Jam enam pagi Dwi baru bangun, Fatihah berinisiatif membuatkan minuman hangat, kata bu Mega Dwi kalau mau ke kantor ga sarapan nasi cuma susu sereal yang ada di lemari dapur, Fatihah mebuat itu lantas meletakan di meja tamu dimana biasanya Dwi memakai sepatunya.
Baru saja Dwi keluar lantas duduk, Fatihah langsung menghidangkan minuman itu dengan kepulan uap hangatnya. Dwi sudah jengah melihat ini.
Fatihah dengan niat sepenuh hati mengambilkan sepatu lantas di letakan di dekat kaki Dwi. “Ada lagi yang Mas butuhkan?” mencoba santai dengan sedikit senyuman meski keadaan tidak secair itu.
Bukankah Dwi sudah memperingatkan dari kemarin jangan memperlakukannya seperti orang jompo yang harus semuanya diambilkan, apalagi pria paling tidak suka dibantah.
Fatihah yang tidak mengetahui keadaan hati Dwi saat ini kembali memanggil. “Mas.” Karena masih tidak ada jawaban dari pertanyaannya tadi, berpikir mungkin Dwi tidak mendengar pertanyaannya.
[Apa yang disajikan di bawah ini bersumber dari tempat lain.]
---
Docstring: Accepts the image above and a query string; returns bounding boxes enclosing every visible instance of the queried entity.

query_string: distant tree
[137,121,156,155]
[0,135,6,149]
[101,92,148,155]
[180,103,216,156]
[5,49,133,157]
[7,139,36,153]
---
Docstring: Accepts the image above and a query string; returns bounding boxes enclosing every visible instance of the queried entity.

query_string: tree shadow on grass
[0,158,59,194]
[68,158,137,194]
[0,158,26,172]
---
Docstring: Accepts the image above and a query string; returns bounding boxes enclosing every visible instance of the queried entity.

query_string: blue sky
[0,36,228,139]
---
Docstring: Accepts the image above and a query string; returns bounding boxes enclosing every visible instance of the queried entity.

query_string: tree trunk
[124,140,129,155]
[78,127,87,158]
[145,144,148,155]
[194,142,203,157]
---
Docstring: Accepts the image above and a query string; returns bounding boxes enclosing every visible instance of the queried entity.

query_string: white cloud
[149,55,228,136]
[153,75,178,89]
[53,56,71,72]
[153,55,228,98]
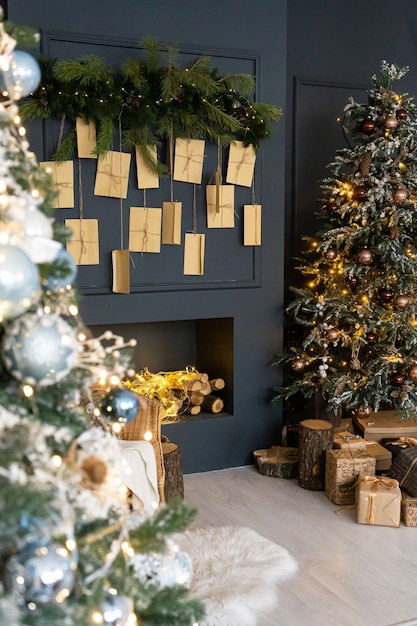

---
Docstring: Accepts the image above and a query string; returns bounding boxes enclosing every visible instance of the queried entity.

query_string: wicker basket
[121,395,165,502]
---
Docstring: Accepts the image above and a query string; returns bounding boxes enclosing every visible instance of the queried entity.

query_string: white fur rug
[175,526,297,626]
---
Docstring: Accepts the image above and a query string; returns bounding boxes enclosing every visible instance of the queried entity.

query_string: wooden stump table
[298,419,334,491]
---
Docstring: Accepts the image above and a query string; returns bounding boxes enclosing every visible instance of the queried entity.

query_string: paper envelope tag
[135,146,159,189]
[75,117,97,159]
[184,233,205,276]
[243,204,262,246]
[39,161,74,209]
[129,207,162,252]
[173,139,205,185]
[111,250,130,293]
[162,202,182,245]
[226,141,256,187]
[94,150,130,198]
[65,219,100,265]
[206,185,235,228]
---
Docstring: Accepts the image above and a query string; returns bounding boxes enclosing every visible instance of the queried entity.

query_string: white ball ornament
[3,313,78,387]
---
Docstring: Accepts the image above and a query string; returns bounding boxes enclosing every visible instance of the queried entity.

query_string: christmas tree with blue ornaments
[0,13,204,626]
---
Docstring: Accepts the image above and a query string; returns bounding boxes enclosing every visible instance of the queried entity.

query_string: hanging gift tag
[243,204,262,246]
[94,150,130,198]
[39,161,74,209]
[162,202,182,245]
[135,146,159,189]
[65,219,99,265]
[226,141,256,187]
[111,250,130,293]
[129,207,162,252]
[206,185,235,228]
[75,117,97,159]
[173,139,205,185]
[184,233,205,276]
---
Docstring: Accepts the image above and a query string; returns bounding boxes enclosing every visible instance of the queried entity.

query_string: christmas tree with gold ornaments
[275,61,417,419]
[0,13,204,626]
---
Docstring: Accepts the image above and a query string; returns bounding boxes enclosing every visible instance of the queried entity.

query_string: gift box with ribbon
[356,476,401,527]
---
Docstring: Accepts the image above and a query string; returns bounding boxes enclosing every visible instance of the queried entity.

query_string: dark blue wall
[9,0,286,472]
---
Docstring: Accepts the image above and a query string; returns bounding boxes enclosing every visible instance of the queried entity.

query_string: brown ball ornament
[384,115,398,130]
[291,357,306,372]
[392,187,408,202]
[361,117,376,135]
[393,294,410,309]
[395,109,408,121]
[390,372,405,387]
[357,248,374,265]
[408,363,417,381]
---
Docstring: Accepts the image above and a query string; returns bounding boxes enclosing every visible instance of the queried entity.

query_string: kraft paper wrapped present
[226,141,256,187]
[388,446,417,498]
[75,117,97,159]
[65,219,100,265]
[94,150,130,198]
[162,202,182,246]
[401,491,417,526]
[111,250,130,293]
[356,476,401,527]
[324,448,376,504]
[243,204,262,246]
[129,207,162,253]
[173,139,205,185]
[135,146,159,189]
[206,185,235,228]
[333,430,366,450]
[39,161,74,209]
[184,233,205,276]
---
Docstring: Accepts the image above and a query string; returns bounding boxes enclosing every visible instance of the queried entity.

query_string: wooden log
[298,419,334,491]
[162,441,184,502]
[202,393,224,413]
[253,446,298,478]
[209,378,226,391]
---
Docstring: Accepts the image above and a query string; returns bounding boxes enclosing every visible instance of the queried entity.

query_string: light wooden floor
[184,466,417,626]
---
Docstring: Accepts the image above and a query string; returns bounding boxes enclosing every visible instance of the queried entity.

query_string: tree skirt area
[175,526,297,626]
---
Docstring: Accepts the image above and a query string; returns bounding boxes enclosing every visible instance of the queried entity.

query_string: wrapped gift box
[353,411,417,442]
[388,446,417,498]
[356,476,401,527]
[324,448,376,504]
[366,441,392,472]
[401,491,417,526]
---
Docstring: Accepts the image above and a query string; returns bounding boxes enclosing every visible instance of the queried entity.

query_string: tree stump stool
[162,440,184,502]
[298,419,334,491]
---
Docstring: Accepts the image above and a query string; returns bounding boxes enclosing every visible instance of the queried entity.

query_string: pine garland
[20,37,282,161]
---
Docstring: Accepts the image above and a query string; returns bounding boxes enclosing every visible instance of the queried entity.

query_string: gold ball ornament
[384,115,398,130]
[408,363,417,381]
[392,187,408,202]
[357,248,374,265]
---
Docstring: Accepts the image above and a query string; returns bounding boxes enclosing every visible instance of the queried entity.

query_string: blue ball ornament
[99,387,139,425]
[0,244,40,321]
[3,50,41,100]
[42,248,77,291]
[3,313,78,387]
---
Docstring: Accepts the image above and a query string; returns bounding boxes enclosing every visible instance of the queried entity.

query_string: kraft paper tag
[184,233,205,276]
[75,117,97,159]
[111,250,130,293]
[94,150,130,198]
[129,207,162,252]
[173,139,205,185]
[243,204,262,246]
[162,202,182,245]
[206,185,235,228]
[226,141,256,187]
[135,146,159,189]
[65,219,99,265]
[39,161,74,209]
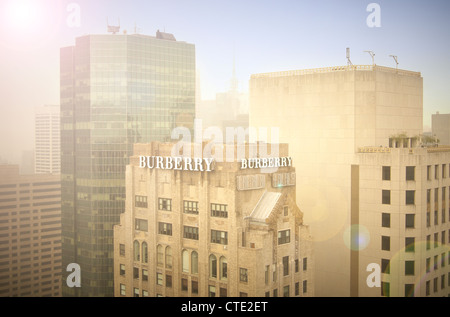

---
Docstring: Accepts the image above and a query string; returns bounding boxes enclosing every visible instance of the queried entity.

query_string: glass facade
[60,34,195,296]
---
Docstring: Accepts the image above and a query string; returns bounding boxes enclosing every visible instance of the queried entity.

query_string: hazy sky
[0,0,450,161]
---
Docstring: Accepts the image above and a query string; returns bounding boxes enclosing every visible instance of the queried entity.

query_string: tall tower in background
[34,105,61,174]
[60,31,195,296]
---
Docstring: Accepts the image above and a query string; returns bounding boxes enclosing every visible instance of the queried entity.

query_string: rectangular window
[405,237,415,252]
[158,222,172,236]
[191,281,198,294]
[382,166,391,181]
[405,190,415,205]
[381,189,391,205]
[239,267,248,283]
[278,229,291,244]
[211,230,228,245]
[405,214,415,228]
[283,256,289,276]
[381,236,391,251]
[211,204,228,218]
[406,166,415,181]
[183,200,198,215]
[119,243,125,256]
[381,212,391,228]
[158,198,172,211]
[381,259,391,274]
[134,218,148,232]
[183,226,198,240]
[134,195,148,208]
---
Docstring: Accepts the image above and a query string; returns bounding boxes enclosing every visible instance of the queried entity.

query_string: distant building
[249,65,423,296]
[431,112,450,145]
[114,143,314,297]
[0,165,62,297]
[34,105,61,174]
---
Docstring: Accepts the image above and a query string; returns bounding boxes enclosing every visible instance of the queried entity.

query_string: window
[381,259,391,274]
[209,254,217,278]
[381,212,391,228]
[166,274,172,287]
[142,241,148,263]
[166,246,172,269]
[120,264,125,276]
[134,195,148,208]
[406,166,415,181]
[278,229,291,244]
[405,214,415,228]
[133,240,141,261]
[219,256,228,280]
[283,285,289,297]
[208,285,216,297]
[405,190,415,205]
[181,250,189,273]
[158,222,172,236]
[181,278,188,291]
[183,200,198,214]
[211,230,228,245]
[405,284,414,297]
[211,204,228,218]
[239,267,248,283]
[405,261,414,275]
[142,269,148,282]
[183,226,198,240]
[283,256,289,276]
[406,166,415,181]
[381,282,390,297]
[191,281,198,294]
[382,166,391,181]
[134,218,148,232]
[156,273,163,285]
[119,243,125,256]
[381,236,391,251]
[158,198,172,211]
[381,190,391,205]
[191,251,198,274]
[405,237,415,252]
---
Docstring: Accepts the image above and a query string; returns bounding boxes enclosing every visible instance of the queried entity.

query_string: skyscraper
[34,105,61,174]
[60,31,195,296]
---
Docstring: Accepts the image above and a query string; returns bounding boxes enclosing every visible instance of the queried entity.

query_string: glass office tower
[60,31,195,296]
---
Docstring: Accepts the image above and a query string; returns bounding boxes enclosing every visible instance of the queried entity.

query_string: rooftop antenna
[106,18,120,34]
[389,55,398,70]
[347,47,353,66]
[364,51,375,66]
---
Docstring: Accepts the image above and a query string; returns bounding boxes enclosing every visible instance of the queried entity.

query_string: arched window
[142,242,148,263]
[209,254,217,278]
[156,245,164,266]
[191,251,198,274]
[181,250,189,273]
[133,240,141,261]
[219,256,228,280]
[166,246,172,269]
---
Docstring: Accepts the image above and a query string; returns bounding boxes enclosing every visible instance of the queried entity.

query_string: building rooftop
[251,65,422,79]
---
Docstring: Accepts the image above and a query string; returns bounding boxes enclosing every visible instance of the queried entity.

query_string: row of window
[134,195,228,218]
[381,164,450,181]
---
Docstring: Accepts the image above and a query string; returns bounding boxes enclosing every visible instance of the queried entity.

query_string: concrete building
[0,165,62,297]
[356,142,450,297]
[431,112,450,145]
[34,105,61,174]
[60,31,195,297]
[249,65,423,296]
[114,143,315,297]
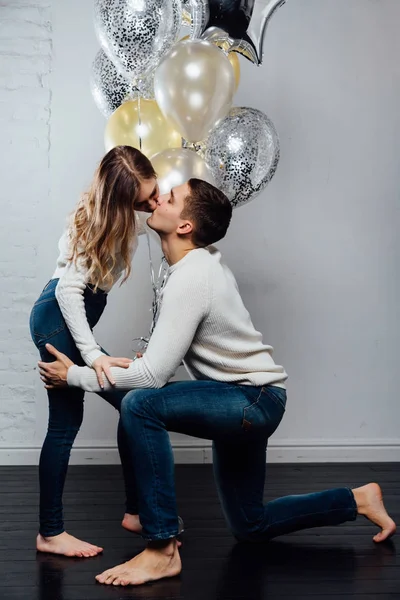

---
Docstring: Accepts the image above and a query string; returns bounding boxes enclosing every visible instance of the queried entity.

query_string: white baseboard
[0,439,400,465]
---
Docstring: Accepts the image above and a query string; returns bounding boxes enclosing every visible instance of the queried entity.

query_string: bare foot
[36,531,103,558]
[121,513,142,534]
[96,539,182,585]
[353,483,396,542]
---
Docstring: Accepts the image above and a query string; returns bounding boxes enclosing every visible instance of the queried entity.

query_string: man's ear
[176,221,193,235]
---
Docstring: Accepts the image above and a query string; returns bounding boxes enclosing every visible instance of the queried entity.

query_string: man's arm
[68,269,209,392]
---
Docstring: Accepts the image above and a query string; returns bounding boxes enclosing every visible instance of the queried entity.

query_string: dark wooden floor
[0,464,400,600]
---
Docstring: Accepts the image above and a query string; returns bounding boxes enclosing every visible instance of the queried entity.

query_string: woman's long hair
[70,146,156,289]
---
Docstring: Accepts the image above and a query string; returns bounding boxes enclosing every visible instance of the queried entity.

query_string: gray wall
[0,0,400,463]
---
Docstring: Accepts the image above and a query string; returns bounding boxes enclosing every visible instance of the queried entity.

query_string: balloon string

Masih dengan suara lembut dirinya bertanya lagi. “Mas, ada yang dibutuhin lagi? Biar saya ambilkan.”
Prang.
Minuman hangat yang dibuat sepenuh hati itu berserakan karena Dwi menepisnya kasar. Membuat Fatihah terkejut melihat kemarah Dwi kali ini.
“Berapa kali saya harus bilang, urus diri kamu sendiri!” Teriak Dwi di depan wajah Fatihah, membuat wanita itu pucat pasi. Kali ini ia takut dengan perlakuan Dwi sampai kata maaf pun tidak bisa keluar dari bibinya, maaf jika cara penyajiannya salah.
Dwi langsung merampas kunci mobil lantas memakai sandalnya langsung keluar dari unit itu. Meninggalkan keterkejutan luar biasa Fatihah, apalagi tadi saat Dwi meneriakinya dengan wajah terbalut amarah. Ia menangis ketakutan sekaligus patah hati, rasanya sangat sesak diperlakukan demikian.
Sampai Sri datang Fatihah sedang merapikan tumpahan susu tadi dengan uraian air mata, mengerti keadaan ia bergegas membantu. ”Non, biar saya saja. Sini, Non, lapnya biar saya yang bersihkan.”
Fatihah tidak bisa menutupi kesedihannya, tapi ia tetap memberikan lap itu. “Saya tinggal ke kamar.”
“Iya, Non.” Sri masih mengamati kepergian nona mudanya masuk dalam kamar setelahnya ia melanjutkan membenahi ruangan lantas ke dapur melihat semua makanan yang dimasaknya hanya berkurang sedikit, dari sana Sri bisa menebak jika Dwi tidak makan.
Hanya sholat yang mampu menenangkan hati Fatihah saat ini, dengan uraian air mata ia bercerita keresahan hatinya serta memohon agar Dwi berubah.
***
Sudah satu bulan Sri disana, sekalipun belum pernah melihat Dwi ada di rumah yang artinya anak tuan besar itu pulang malam atau mungkin tidak pulang? Makanan yang dibuat pun keadaannya sama hanya tersentuh sedikit, nasi juga lauk pauk hanya berkurang sedikit.
Mega yang duduk di ruang tengah menunggu kedatangan Sri. “Bagaimana?”
“Saya masih tidak melihat Den Dwi di rumah, Bu.” Tutur Sri di depan bu Mega. “Makanan juga hanya berkurang sedikit. Non Nur juga ga pernah kemana-mana atau nerima tamu. Maaf, saya lihat non Fatihah sedih terus, Bu.” Sri menunduk takut-takut ucapannya salah seperti menyudutkan Dwi putra bu Mega.
“Ya sudah, kamu boleh pergi.” Ada tarikan napas dari bu Mega, ia paham betul keadaan rumah tangga ananknya masih belum ada perubahan. Seharusnya jika keduanya sama-sama bahagia layaknya pasangan pengantin Sri pasti akan melihat interaksi mesra keduanya dirumah, atau paling tidak Dwi pasti mengajak Fatihah keluar rumah.
“Kamu harus bantu aku, Mas. Urusin anak itu.”